Concerned by Abdi’s actions, two men walked away from the larger group but kept their eyes trained on Abdi, who then made a U-turn and ran a red light while accelerating toward them, Frank said. The two men managed to evade him, and Abdi crashed into a parked car a short time later.
“That monitoring, that vigilance, saved their lives,” LAPD Chief Michel Moore said at a news conference Monday.
No one was injured at the scene, and Abdi is being held in lieu of $55,000 at Men’s Central Jail downtown, police said. A knife was found in Abdi’s car, but Frank said police do not believe he owns any firearms.
Frank expects the LAPD will ask the Los Angeles County district attorney’s office to pursue assault charges against Abdi. The department is working in conjunction with the FBI’s Los Angeles field office to investigate Abdi, and federal prosecutors may consider possible hate crime or domestic terror charges against him.
The attack comes in the wake of increasing concerns about anti-Semitic vitriol and violence across the U.S. The number of hate crimes targeting Jewish victims across the nation rose by 37% in 2017, according to an FBI report published earlier this month, and in October a gunman shot and killed 11 people inside a Pittsburgh synagogue.
Earlier this month, the LAPD also arrested a man who was snatching coverings off the heads of Orthodox Jewish women in North Hollywood.
But hate crimes in Los Angeles are relatively static this year, Frank said. There were 223 reported hate crimes in the city at this time in 2017, compared with 231 this year, he said. Police have not established any links between Abdi and known terror or hate groups, but Frank cautioned the department’s investigation was in its earliest stages.
Moore said the national uptick in hate and bigotry has become an increasing concern for law enforcement leaders, as they try to contend with what happens after a person decides to turn their racist thoughts to action.
“Hate in America is on the rise. That has to change,” Moore said.
A native of Mogadishu in Somalia, Abdi is a U.S. citizen who emigrated to the Seattle area several years ago, Frank said. He rented a car and drove to Los Angeles sometime last week, though it was not clear if he knew anyone in the area or why he came to the city.
Investigators did not say if Abdi specifically targeted Congregation Bais Yehuda. A call to the synagogue seeking comment Monday was not returned, and the Seattle Police Department did not immediately respond to a request for comment on what, if any, history they had with Abdi.

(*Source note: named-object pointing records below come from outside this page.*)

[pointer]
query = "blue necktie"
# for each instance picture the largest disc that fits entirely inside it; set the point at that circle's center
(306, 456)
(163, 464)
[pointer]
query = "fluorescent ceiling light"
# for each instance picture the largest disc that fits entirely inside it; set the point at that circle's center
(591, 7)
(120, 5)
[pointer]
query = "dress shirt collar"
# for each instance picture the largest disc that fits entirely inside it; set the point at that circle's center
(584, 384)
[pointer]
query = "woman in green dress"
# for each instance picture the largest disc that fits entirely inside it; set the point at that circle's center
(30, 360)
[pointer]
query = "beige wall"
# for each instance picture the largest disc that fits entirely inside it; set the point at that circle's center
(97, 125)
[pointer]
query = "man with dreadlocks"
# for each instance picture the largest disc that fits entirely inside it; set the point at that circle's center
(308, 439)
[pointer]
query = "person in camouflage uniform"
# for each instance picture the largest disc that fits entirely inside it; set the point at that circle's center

Frank said Abdi’s chosen method of attack — driving toward a crowd of pedestrians — and the fact that he was carrying a knife were “very concerning.” He noted that Abdi’s actions mirror those of other terror attacks in recent years, where so-called lone wolf assailants have used a rented vehicle rather than a firearm or explosive device to cause carnage in open spaces.

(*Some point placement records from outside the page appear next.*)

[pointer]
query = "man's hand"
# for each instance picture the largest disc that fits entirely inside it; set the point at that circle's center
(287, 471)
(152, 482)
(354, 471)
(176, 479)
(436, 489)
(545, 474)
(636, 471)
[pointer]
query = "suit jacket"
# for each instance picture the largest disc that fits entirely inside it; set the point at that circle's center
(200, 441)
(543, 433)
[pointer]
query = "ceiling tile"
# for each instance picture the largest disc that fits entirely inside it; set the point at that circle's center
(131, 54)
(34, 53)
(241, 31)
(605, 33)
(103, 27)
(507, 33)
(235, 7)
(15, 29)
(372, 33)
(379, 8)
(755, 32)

Last November, a man accused of supporting Islamic State extremists used a rented U-Haul truck to kill eight people near a bike path in New York City.
The spate of anti-Semitic attacks have left some in the city’s Jewish community fearful.

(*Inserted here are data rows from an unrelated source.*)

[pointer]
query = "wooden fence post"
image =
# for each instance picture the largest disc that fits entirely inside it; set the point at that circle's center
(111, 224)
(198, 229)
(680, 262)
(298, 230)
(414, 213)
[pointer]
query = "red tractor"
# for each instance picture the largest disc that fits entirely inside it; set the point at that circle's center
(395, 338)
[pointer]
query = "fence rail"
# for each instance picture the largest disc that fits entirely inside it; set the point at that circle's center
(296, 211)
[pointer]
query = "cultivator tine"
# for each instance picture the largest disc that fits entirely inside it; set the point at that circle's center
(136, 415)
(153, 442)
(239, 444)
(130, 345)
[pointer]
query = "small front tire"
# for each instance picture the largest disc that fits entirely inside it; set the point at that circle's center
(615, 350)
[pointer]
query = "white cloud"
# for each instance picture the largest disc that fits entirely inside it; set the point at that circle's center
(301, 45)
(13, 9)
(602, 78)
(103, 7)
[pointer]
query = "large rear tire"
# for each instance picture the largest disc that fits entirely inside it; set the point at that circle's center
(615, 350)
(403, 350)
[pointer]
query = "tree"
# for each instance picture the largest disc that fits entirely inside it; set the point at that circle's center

Matthew Kest, the security coordinator for Young Israel of Hancock Park, said one of his congregants was riding a bicycle to the synagogue earlier this month when a man came up to him and shouted, “The Jews won’t be around for long.”
Kest expressed concern that media coverage of one anti-Semitic attack might motivate other bigots to act on their hate.
“Some of the things that they say we shouldn’t be doing is releasing the perpetrator’s name, because they are looking for fame,” he said.